New data spotlight points to more than ten-fold increase in reported losses in last 12 months
Since October 2020, consumers have reported losing more than $80 million to cryptocurrency investment scams, an increase of more than ten-fold year-over-year, according to a new data analysis from the Federal Trade Commission.
In a new consumer protection data spotlight, the FTC breaks down the contents of nearly 7,000 reports received from consumers about these scams in the last quarter of 2020 and the first quarter of 2021. The median amount consumers reported losing to the scams was $1,900.
The spotlight notes that cryptocurrency investment scams take on a variety of forms, sometimes starting as offers of investment “tips” or “secrets” in online message boards that lead people to bogus investment websites. Another common form of the scam involves a promise that a celebrity associated with cryptocurrency will multiply any cryptocurrency you send to their wallet and send it back. In fact, consumers reported losing more than $2 million to Elon Musk impersonators alone since October.
The spotlight notes that consumers age 20 to 49 were over five times more likely than older age groups to report losing money to a cryptocurrency investment scam, and that in the six-month period covered by the spotlight, consumers in their 20s and 30s lost more money to investment scams than any other form of fraud. More than half of their investment scam losses were in cryptocurrency.
The FTC has more information for consumers about cryptocurrency investment scams, and how to avoid them, at ftc.gov/cryptocurrency.
Cryptocurrency investment scam reports at record level: 5 facts suggest caution
By: Lesley Fair | May 17, 2021
Thinking about adding cryptocurrency to your investment portfolio? The number of Americans investing in cryptocurrency has increased. But as a new FTC Consumer Protection Data Spotlight suggests, the number who report getting stung by cryptocurrency investment scams has skyrocketed. You’ll want to read the Data Spotlight in detail, but here are five facts that suggests caution before sinking your savings into cryptocurrency.
- Consumers report losing millions to cryptocurrency scams. Since October 2020, nearly 7,000 consumers have reported losses to cryptocurrency scams totaling more than $80 million with a reported median loss of $1,900. Compared to the same period a year earlier, that’s about 12 times the number of reports and nearly 1,000% more in reported losses.
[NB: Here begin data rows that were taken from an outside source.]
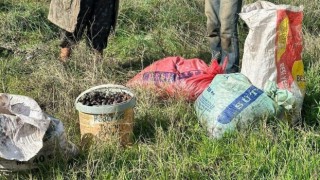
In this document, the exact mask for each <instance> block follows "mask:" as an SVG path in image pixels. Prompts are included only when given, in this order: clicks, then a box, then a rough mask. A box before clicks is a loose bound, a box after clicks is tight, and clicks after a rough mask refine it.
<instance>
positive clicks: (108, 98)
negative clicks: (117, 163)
mask: <svg viewBox="0 0 320 180" xmlns="http://www.w3.org/2000/svg"><path fill="white" fill-rule="evenodd" d="M135 104H136V97H135V96H134V94H133V92H132V91H131V90H130V89H129V88H127V87H125V86H122V85H115V84H105V85H100V86H95V87H92V88H90V89H88V90H86V91H84V92H82V93H81V94H80V95H79V96H78V97H77V99H76V102H75V106H76V109H77V110H78V111H79V121H80V132H81V136H82V138H83V137H85V136H87V135H89V136H90V135H93V136H96V137H98V138H99V139H101V140H104V141H112V142H118V143H120V144H121V145H130V144H132V133H133V119H134V112H133V108H134V106H135Z"/></svg>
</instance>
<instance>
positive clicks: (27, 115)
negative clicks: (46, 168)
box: [0, 94, 78, 171]
mask: <svg viewBox="0 0 320 180" xmlns="http://www.w3.org/2000/svg"><path fill="white" fill-rule="evenodd" d="M0 134H1V136H0V142H1V143H0V171H21V170H27V169H33V168H37V167H38V165H39V164H44V163H50V161H51V160H52V159H53V158H54V157H55V156H56V155H57V154H58V153H61V154H62V155H63V157H65V158H66V159H67V158H68V157H73V156H75V155H76V154H77V153H78V148H77V147H76V146H75V145H74V144H73V143H71V142H69V141H67V137H66V135H65V132H64V128H63V124H62V123H61V122H60V121H59V120H58V119H55V118H53V117H51V116H49V115H47V114H46V113H44V112H43V111H42V110H41V108H40V107H39V105H38V104H37V102H36V101H35V100H33V99H32V98H29V97H26V96H20V95H12V94H0Z"/></svg>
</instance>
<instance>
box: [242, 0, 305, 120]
mask: <svg viewBox="0 0 320 180" xmlns="http://www.w3.org/2000/svg"><path fill="white" fill-rule="evenodd" d="M302 10H303V8H302V7H295V6H290V5H275V4H273V3H270V2H266V1H257V2H255V3H252V4H249V5H246V6H244V7H243V8H242V12H241V13H240V14H239V15H240V17H241V18H242V19H243V20H244V21H245V22H246V24H247V25H248V27H249V33H248V36H247V38H246V40H245V43H244V52H243V58H242V67H241V73H243V74H244V75H245V76H247V77H248V78H249V80H250V81H251V82H252V84H253V85H254V86H256V87H258V88H260V89H264V88H265V85H266V83H267V81H275V82H276V83H277V86H278V88H280V89H285V90H288V91H290V92H292V93H293V95H294V97H295V104H294V109H293V112H292V113H293V114H292V116H291V119H292V123H296V122H298V120H299V119H300V118H301V108H302V103H303V99H304V94H305V78H304V67H303V62H302V57H301V53H302V43H303V42H302V19H303V13H302Z"/></svg>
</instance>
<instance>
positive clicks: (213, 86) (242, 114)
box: [195, 73, 292, 138]
mask: <svg viewBox="0 0 320 180" xmlns="http://www.w3.org/2000/svg"><path fill="white" fill-rule="evenodd" d="M269 87H271V88H270V89H269V90H268V93H265V92H264V91H262V90H261V89H258V88H257V87H255V86H253V85H252V84H251V83H250V81H249V80H248V79H247V78H246V77H245V76H244V75H243V74H241V73H234V74H224V75H220V74H219V75H217V76H216V77H215V78H214V79H213V81H212V82H211V84H210V85H209V87H208V88H207V89H206V90H205V91H203V93H202V94H201V95H200V96H199V97H198V99H197V100H196V102H195V110H196V113H197V117H198V120H199V121H200V122H201V124H202V125H204V126H205V127H206V128H207V132H208V134H209V136H210V137H213V138H221V137H222V136H223V135H224V134H225V133H226V132H231V131H234V130H235V129H236V127H240V128H246V127H247V126H248V124H249V123H253V122H255V121H258V120H260V119H262V118H268V117H274V116H276V115H277V114H278V113H279V112H280V111H281V110H282V109H283V108H282V107H281V106H283V107H284V108H287V109H290V108H291V105H292V94H291V93H290V92H288V91H286V90H282V91H280V92H279V91H278V90H277V89H276V88H275V85H274V86H272V84H270V85H269ZM267 94H268V95H270V96H272V97H273V98H274V99H276V100H278V102H276V101H274V99H272V98H270V97H269V96H268V95H267ZM280 105H281V106H280Z"/></svg>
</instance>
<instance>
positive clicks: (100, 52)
mask: <svg viewBox="0 0 320 180" xmlns="http://www.w3.org/2000/svg"><path fill="white" fill-rule="evenodd" d="M93 53H94V62H97V63H99V62H102V60H103V50H100V51H98V50H93Z"/></svg>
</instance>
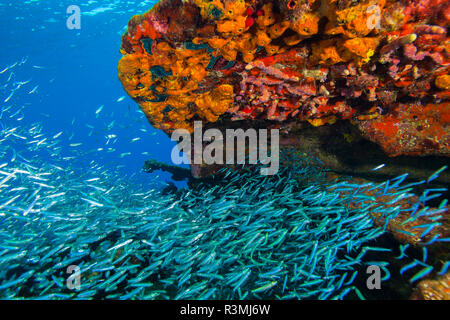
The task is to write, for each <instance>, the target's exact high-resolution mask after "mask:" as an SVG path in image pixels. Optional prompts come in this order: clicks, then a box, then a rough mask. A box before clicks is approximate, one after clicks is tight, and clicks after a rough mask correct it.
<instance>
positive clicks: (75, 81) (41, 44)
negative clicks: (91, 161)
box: [0, 1, 175, 182]
mask: <svg viewBox="0 0 450 320" xmlns="http://www.w3.org/2000/svg"><path fill="white" fill-rule="evenodd" d="M153 3H154V1H86V2H85V3H79V4H77V3H73V2H72V1H19V2H16V1H15V2H9V3H5V2H2V3H0V15H1V21H0V25H1V30H2V42H3V45H2V47H3V50H2V54H1V56H0V66H1V67H2V70H3V68H6V67H7V66H10V65H13V64H14V63H15V62H20V61H22V59H25V60H26V63H25V64H23V66H20V68H19V67H17V68H13V69H11V70H10V71H9V70H8V71H5V72H4V73H3V74H2V75H1V77H2V79H1V80H2V83H3V81H4V80H6V79H8V77H9V76H10V73H11V72H13V73H14V75H13V79H12V80H11V81H30V82H29V83H27V84H26V85H24V86H23V87H22V88H20V90H18V91H17V92H16V93H15V94H14V96H13V97H12V98H11V99H10V100H9V101H8V102H9V103H10V104H16V105H18V106H22V105H24V106H25V108H24V109H23V113H24V119H23V121H22V123H23V124H29V123H32V122H36V121H39V122H42V124H43V126H44V130H45V133H46V134H48V135H54V134H57V133H58V132H60V131H63V134H62V135H61V139H62V140H63V141H65V142H64V143H63V144H62V146H63V148H64V149H65V148H70V147H68V146H69V144H70V143H79V142H82V143H83V144H82V145H80V146H79V147H78V148H79V150H81V151H85V152H89V151H92V150H96V149H97V148H99V147H105V149H106V147H111V148H112V149H114V151H111V152H100V153H93V154H92V157H95V159H96V160H97V159H98V158H99V157H100V158H101V159H102V163H104V164H107V165H110V166H118V165H119V166H123V167H124V171H123V172H124V174H138V173H139V172H141V170H140V169H141V167H142V164H143V163H144V161H145V160H147V159H149V158H154V159H157V160H160V161H164V162H170V152H171V150H172V148H173V146H174V145H175V143H174V142H172V141H170V139H169V138H168V137H167V135H165V134H164V133H162V132H161V131H159V130H155V129H153V128H152V127H151V126H150V125H149V124H148V122H147V120H146V119H145V116H144V115H143V113H142V112H140V110H139V108H138V106H137V105H136V103H135V102H134V101H132V100H131V98H129V97H128V95H126V93H125V92H124V90H123V88H122V85H121V83H120V81H119V80H118V78H117V62H118V60H119V59H120V57H121V54H120V52H119V49H120V41H121V40H120V39H121V35H122V34H123V32H124V31H125V27H126V26H127V24H128V20H129V19H130V17H131V16H132V15H133V14H135V13H136V12H141V11H146V10H147V9H148V8H150V7H151V6H152V4H153ZM73 4H75V5H78V6H79V7H80V9H81V12H82V18H81V29H80V30H76V29H74V30H69V29H68V28H67V26H66V20H67V19H68V17H69V16H70V14H67V13H66V9H67V8H68V7H69V6H70V5H73ZM35 86H39V87H38V88H37V90H36V92H35V93H34V94H28V93H29V92H30V91H31V90H32V89H33V88H34V87H35ZM1 94H2V98H3V99H2V101H3V100H4V99H6V98H7V97H8V95H9V91H8V90H2V92H1ZM120 97H124V100H123V101H120V102H117V100H118V99H119V98H120ZM101 106H103V109H102V110H101V112H100V113H99V114H98V117H96V110H98V108H100V107H101ZM92 128H94V129H92ZM143 130H146V131H143ZM90 133H91V135H89V134H90ZM110 135H115V136H116V138H111V139H108V137H107V136H110ZM69 138H71V139H70V140H69ZM135 138H139V139H140V140H138V141H135V142H131V141H132V139H135ZM108 140H109V141H110V143H109V144H108V145H106V142H107V141H108ZM69 142H70V143H69ZM146 152H147V153H148V154H143V153H146ZM121 155H122V156H121ZM80 160H90V159H80ZM160 174H161V175H162V178H163V179H167V178H168V176H169V175H167V174H164V173H160ZM144 176H145V177H147V176H148V174H146V175H144ZM147 178H148V177H147ZM146 180H147V179H146V178H144V179H143V180H141V181H142V182H145V181H146Z"/></svg>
- Cryptocurrency scammers blend into the scene. Cryptocurrency enthusiasts tend to congregate online to talk about their shared interest. But reports from defrauded consumers suggest that some sites can raise concerns. Is the author of that post just a friendly person sharing an investment “tip” or is he or she part of a ploy to draw consumers into a scam? Prospective investors also need to take supposed “success stories” from endorsers with a hearty helping of salt. There’s no way to verify they’re telling the truth.
- A celebrity’s name is no guarantee of legitimacy. Crypto crooks may try to cover their con by stealing the name of a newsmaker or business leader – for example, by falsely claiming the celebrity will “multiply” the cryptocurrency a consumer sends. Case in point: In just the past six months, people have reportedly sent more than $2 million in cryptocurrency to Elon Musk impersonators.
- (Cyber) romance and (crypto) finance can be a combustible combination. Fraudsters have been known to use the artifice of long-distance love to gain a person’s trust only to reel them into a cryptocurrency investment scam. According to the Data Spotlight, about 20% of the money people reported losing through romance scams since October 2020 was sent in the form of cryptocurrency – and many of them thought they were making an investment recommended by their supposed sweetheart.
- Younger investors may be at particular risk. Since October 2020, people between 20 and 49 were over five times more likely to report losing money to cryptocurrency investment scams than older consumers. What’s more, those in their 20s and 30s reported losing far more money on investment scams than on any other type of fraud – and more than half of their reported investment scam losses were in cryptocurrency. But that doesn’t mean that consumers over 50 weren’t affected, too. Members of that age group were far less likely to report losing money on cryptocurrency investment scams. However, when they did lose money, their individual losses were higher, with a reported median loss of $3,250.